Wen wunderts, hat sich diese Truppe doch in letzter Zeit so um einiges rar gemacht hier in Europa. Offiziell wurde diese Tatsache als schöpferische Pause deklariert. Nun, letztere war wiederum bereits letzten Sommer beendet, zumindest intern, als das sechste Album ‚The Illusion Of Progress’, erschien. Leider hat dieses, im Gegensatz zu den früheren Releases keinen ersten Platz in den Billboard Charts erzielen können.

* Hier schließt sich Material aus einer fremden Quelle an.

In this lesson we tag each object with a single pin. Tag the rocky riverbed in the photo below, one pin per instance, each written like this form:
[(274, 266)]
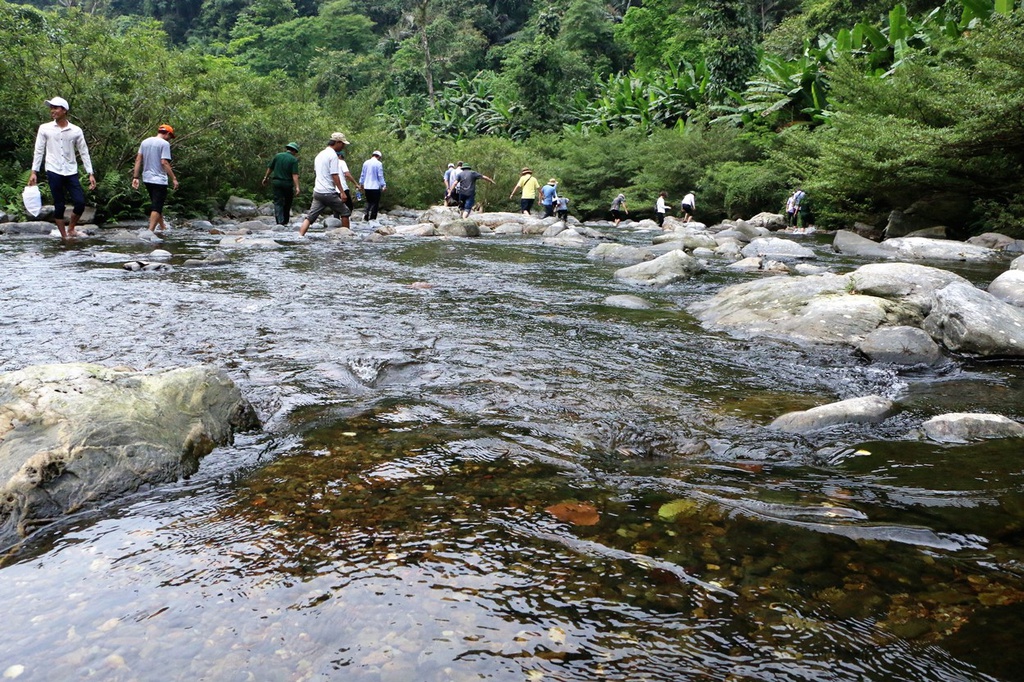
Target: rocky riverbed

Es hat gerade mal zu Pos. 3 gereicht und hier bei uns in Deutschland kam es gar nur bis zur 41. Aber trotz der Pause und irgendwelchen Chartpositionen zehren Staind immer noch, und vor allem vom Album ‚Break The Cycles’ und dem daraus hervorgegangenen Megahit ‚Outside’. Dafür hat man sie weltweit lieben gelernt und sie zur Koryphäe des Post Grunge Sounds erhoben. Staind, das sind aktuell Mike Mushok (Git), Johnny April (Bass), Jon Wysocki (Drums) und selbstredend Mastermind und Frontmann Aaron Lewis, der nebenbei auch eine mehr oder weniger erfolgreiche Solokarriere verfolgt. Im Augenblick liegt allerdings seine Konzentration wieder voll und ganz auf seinem Baby Staind. Und mit dem geigen wir just heute Abend hier in München auf und das ganz ohne nasse Windeln, wenn Ihr versteht was ich meine.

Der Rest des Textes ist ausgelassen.